Most clustered applications, and their associated resources, are assigned to one cluster node at a time. The node that has access to those cluster resources is the active node. If the nodes detect the failure of the active node for a clustered application or if the active node is taken offline for maintenance, the clustered application is started on another cluster node. To minimize the impact of the failure, client requests are immediately and transparently redirected to the new cluster node.
Clustered services that contain an IP address resource and a network name resource (as well as other resources) are published to clients on the network under a unique server name. Because these groups appear as individual logical servers to clients, they are called a cluster instance.
Users access applications or services on an instance in the same way they would if the application or service were on a non-clustered server. Usually, the application or user does not know that they are connecting to a cluster, nor to which node they are connected.
Resources are physical or logical entities, such as a file share, disk, or IP address, that the failover cluster manages. Resources may provide a service to clients or be an integral part of the cluster. Resources are the most basic and smallest configurable unit. At any given time, a resource can run only on a single node in a cluster, and is online on a node when it is providing its service on that specific node.
A failover attempt consists of the following steps:
1. The cluster service takes all the resources in the instance offline in an order that is determined by the instance’s dependency hierarchy: dependent resources first, followed by the resources on which they depend. For example, if an application depends on a physical disk resource, the cluster service takes the application offline first, which allows the application to write changes to the disk before the disk is taken offline.
2. When all the resources are offline, the cluster service attempts to transfer the instance to the node that is listed next on the instance’s list of preferred owners.
3. If the cluster service successfully moves the instance to another node, it attempts to bring all the resources online; this time it starts at the bottom of the dependency hierarchy. Failover is complete when all of the resources are online on the new node.

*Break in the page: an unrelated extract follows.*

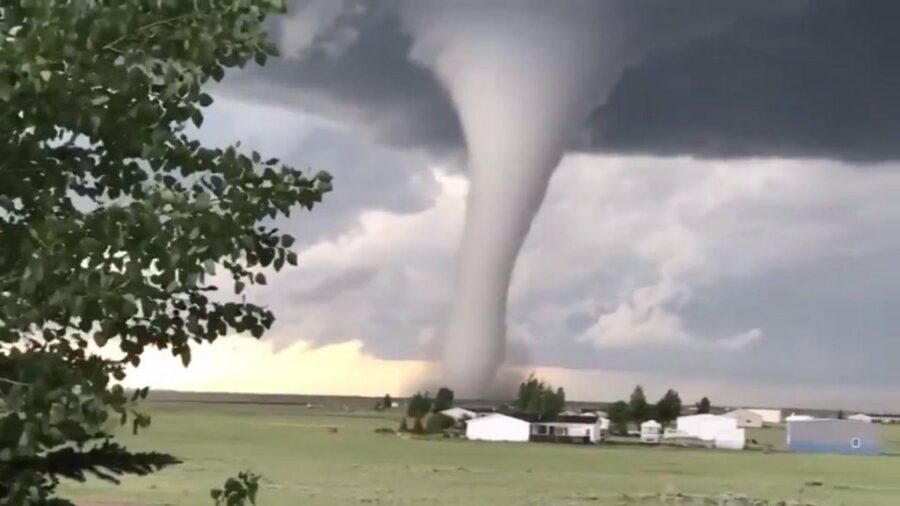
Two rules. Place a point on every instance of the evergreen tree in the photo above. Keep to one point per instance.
(668, 409)
(703, 407)
(638, 407)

4. When the node becomes active again, the cluster service can fail back the instances that were originally hosted by the node. When the cluster service fails back an instance, it uses the same procedures that it performs during failover; that is, the cluster service takes all the resources in the instance offline, moves the instance, and then brings all the resources in the instance online.

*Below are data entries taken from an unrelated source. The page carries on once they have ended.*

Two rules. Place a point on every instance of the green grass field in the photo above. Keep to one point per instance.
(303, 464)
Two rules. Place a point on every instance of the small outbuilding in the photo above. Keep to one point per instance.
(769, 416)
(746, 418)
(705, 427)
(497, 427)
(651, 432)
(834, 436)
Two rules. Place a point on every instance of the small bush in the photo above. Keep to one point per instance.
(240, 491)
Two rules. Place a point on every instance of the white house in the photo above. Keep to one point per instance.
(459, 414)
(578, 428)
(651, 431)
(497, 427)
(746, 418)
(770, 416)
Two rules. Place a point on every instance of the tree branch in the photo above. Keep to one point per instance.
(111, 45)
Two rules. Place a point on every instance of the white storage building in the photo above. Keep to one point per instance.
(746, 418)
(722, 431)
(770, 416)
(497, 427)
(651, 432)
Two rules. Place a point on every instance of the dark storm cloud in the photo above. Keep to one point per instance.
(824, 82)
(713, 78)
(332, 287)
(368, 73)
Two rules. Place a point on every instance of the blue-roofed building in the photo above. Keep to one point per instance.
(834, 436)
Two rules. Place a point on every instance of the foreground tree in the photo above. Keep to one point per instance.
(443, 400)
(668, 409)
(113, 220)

One of the most significant changes in failover clustering in Windows Server 2008 is the concept of quorum. In previous versions of Windows clustering, you only had one option for configuring quorum, in Windows Server 2008, you have three new options.
The failover cluster quorum configuration determines the number of failed nodes or failed storage and network components that the cluster can sustain while continuing to function. Quorum prevents two sets of nodes from operating simultaneously as the failover cluster. Simultaneous operation could happen when network problems prevent one set of nodes from communicating with another set of nodes. Without a quorum mechanism, each set of nodes could continue to operate as a failover cluster, resulting in a partition within the cluster.
To prevent problems caused by a split in the cluster, failover clusters use a voting algorithm to determine whether the cluster has enough votes to maintain quorum. Because a given cluster has a specific set of nodes and a specific quorum configuration, the cluster will know how many votes are required. If the number of votes drops below the majority, the cluster stops running. Nodes will still listen for the presence of other nodes, in case another node appears again on the network, but the nodes will not function as a cluster until a consensus is reached.